Going back to the meal, I am always a bit worried when cooking for French folk. At the breast it is common for infants to ask if goat’s milk is available with a little more ground pepper s’il vous plait. They are born as gourmets. The other problem is a translation ..”Crapaud Dans Le Trou” does not quite do it somehow. All the same I’m gonna go for it. I’ll put the recipe on Pinterest.

Rebekah Booked

Being home in France I have entirely lost the will to talk about anything momentous. Back in the UK all manner of show trials are shaping up and the entire police force is now working on Rebekah Brooks and the affairs of Mogul Murdoch.
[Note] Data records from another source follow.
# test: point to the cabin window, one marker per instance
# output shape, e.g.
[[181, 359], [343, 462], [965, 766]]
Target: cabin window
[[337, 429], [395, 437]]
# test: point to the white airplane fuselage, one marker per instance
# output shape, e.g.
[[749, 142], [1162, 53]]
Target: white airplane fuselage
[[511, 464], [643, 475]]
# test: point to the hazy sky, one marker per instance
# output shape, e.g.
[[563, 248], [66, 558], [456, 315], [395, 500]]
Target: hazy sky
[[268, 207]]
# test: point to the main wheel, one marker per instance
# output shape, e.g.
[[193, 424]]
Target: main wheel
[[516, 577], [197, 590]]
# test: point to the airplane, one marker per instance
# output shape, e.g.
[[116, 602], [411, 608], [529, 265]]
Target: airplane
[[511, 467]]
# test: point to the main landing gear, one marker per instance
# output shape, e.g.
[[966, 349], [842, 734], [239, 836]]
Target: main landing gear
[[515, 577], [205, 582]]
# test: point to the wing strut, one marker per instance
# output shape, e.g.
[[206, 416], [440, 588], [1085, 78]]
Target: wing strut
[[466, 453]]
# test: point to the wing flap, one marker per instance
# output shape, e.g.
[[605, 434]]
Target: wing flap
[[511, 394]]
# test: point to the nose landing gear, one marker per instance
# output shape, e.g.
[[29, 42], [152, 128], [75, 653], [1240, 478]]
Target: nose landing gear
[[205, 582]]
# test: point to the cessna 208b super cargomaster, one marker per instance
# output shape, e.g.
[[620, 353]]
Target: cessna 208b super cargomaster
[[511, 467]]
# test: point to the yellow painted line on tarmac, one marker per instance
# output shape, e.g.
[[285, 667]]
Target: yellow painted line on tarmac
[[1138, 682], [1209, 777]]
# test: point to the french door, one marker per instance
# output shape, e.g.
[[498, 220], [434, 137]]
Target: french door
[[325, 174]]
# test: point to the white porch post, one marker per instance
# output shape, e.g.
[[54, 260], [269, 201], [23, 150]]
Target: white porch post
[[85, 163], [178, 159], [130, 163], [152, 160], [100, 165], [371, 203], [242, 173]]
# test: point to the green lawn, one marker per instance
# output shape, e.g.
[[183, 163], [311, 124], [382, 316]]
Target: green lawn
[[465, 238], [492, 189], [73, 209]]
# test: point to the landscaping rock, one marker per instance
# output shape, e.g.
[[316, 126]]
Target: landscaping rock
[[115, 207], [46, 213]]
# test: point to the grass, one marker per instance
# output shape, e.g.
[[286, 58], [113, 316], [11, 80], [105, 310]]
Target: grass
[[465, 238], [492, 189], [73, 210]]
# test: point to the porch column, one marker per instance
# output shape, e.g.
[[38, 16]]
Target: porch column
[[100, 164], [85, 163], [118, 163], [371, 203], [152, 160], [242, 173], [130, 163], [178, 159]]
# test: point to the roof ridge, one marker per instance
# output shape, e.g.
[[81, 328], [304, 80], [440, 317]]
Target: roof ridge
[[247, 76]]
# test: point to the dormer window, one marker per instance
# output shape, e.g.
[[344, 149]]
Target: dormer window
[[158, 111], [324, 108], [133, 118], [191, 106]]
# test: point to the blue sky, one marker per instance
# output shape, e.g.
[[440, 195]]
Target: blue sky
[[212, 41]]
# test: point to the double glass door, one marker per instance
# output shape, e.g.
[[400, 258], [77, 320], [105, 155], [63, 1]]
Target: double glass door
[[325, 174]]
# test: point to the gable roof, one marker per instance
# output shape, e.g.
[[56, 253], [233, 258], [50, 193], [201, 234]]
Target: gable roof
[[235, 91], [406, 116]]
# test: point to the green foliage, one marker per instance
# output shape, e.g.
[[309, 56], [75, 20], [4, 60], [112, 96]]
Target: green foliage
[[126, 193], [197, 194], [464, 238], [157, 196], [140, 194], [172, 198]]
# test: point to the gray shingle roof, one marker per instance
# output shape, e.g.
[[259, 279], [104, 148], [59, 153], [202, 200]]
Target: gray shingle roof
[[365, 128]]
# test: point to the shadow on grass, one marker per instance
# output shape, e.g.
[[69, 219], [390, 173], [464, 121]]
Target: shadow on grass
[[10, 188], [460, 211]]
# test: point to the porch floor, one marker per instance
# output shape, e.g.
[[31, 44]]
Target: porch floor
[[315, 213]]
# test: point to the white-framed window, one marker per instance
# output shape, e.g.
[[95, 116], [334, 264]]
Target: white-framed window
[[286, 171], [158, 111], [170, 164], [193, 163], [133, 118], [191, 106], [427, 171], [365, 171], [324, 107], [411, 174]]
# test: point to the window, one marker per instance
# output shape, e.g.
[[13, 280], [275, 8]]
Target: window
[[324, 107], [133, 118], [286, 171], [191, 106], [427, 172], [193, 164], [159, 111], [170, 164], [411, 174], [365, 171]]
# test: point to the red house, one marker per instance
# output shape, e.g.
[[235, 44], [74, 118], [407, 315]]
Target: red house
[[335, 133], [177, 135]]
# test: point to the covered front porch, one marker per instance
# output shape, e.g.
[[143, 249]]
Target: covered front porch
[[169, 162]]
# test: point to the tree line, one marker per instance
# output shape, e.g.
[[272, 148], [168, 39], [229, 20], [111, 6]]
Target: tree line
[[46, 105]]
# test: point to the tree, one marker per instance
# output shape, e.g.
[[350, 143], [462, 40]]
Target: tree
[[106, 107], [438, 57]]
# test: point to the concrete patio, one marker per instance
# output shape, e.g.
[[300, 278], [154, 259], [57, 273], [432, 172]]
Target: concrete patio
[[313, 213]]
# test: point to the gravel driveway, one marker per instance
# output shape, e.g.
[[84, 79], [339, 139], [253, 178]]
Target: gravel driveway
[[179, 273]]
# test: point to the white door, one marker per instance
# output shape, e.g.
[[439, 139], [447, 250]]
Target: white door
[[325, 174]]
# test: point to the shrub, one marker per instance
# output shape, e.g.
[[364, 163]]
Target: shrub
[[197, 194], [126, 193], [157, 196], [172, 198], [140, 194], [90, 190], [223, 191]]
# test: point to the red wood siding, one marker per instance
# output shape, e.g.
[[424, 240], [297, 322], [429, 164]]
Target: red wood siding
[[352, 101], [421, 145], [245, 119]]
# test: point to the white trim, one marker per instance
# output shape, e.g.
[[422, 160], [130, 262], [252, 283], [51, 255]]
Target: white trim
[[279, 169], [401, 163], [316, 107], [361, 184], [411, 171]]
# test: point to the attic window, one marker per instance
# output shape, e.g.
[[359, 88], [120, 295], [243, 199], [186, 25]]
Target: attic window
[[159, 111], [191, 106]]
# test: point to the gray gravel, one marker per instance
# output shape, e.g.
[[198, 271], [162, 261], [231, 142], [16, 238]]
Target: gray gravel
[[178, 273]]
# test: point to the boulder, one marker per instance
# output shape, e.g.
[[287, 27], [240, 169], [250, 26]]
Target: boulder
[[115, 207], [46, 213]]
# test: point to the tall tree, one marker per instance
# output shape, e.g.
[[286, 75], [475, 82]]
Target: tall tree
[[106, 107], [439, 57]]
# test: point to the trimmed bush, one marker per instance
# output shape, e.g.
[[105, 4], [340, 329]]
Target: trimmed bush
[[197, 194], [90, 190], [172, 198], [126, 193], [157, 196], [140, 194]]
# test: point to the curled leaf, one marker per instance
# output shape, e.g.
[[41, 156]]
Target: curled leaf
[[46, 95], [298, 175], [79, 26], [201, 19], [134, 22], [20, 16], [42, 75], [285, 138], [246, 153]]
These folk are an unapproachable  social class to me but I do feel sorry for her. When we get a bit closer to the self righteous legal carnival I will wade in with some Blistering Sistering. All I will say for now is that when my lawn mower and bike were stolen last year, a police officer phoned to ask me if I knew who had done it. Since I did not, the case was closed. Hundreds and hundreds of cops are trying to nail one woman who might or might not have known about some celebrity phone hacking. It will cost millions – and who will pay? OK – you have guessed – you tax paying powerless non celebrity suckers. I do want to say that if you watched the Whitney Houston clip above and know her tragic story, – just remember that the “gutter press” attacked again and again the drug barons and hacked their phones while the police were sitting on their on hands. 


Rebekah Brooks would wince at being called comrade….But Comrade/Sister Brooks – we do know that this a show trial and for what it’s worth I am on your side as a woman and as a dispossessed News Of The World reader.

Don’t rush
Bridge over untroubled water


Big sky postcard day to take home
Venice – eat your heart out

Step This way
Roof and River

All I really want to do is share with you some images of my lovely town of Saint Savinien sur Charente in France. In this case public money has been spent on guys who know how to cut stone to create beauty. France is still a land of tradition and respect for the artisan.  The local mayor, Monsieur Jean-Claude Godinot is something of a visionary and has set about building works to make the place a joy to the eyes. A clumsy 1960’s concrete “Brutalist” old folks home blocked a view of the church. In the UK we would have had 10 committees, 4 bishops, a professional atheist, a protest group, a pro group, an undecided liberal/green coalition and two public enquiries. Here, we have one man, several earth moving machines and a vision. All the old folk were re-housed properly by the way. In less than a week, the view was restored. If you want a holiday or a break in France you should put this place on your list. Take a look at the photos of ce village de pierre et de l’eau.

Emma thinx: Let not the weight of Law extinguish the light of Justice.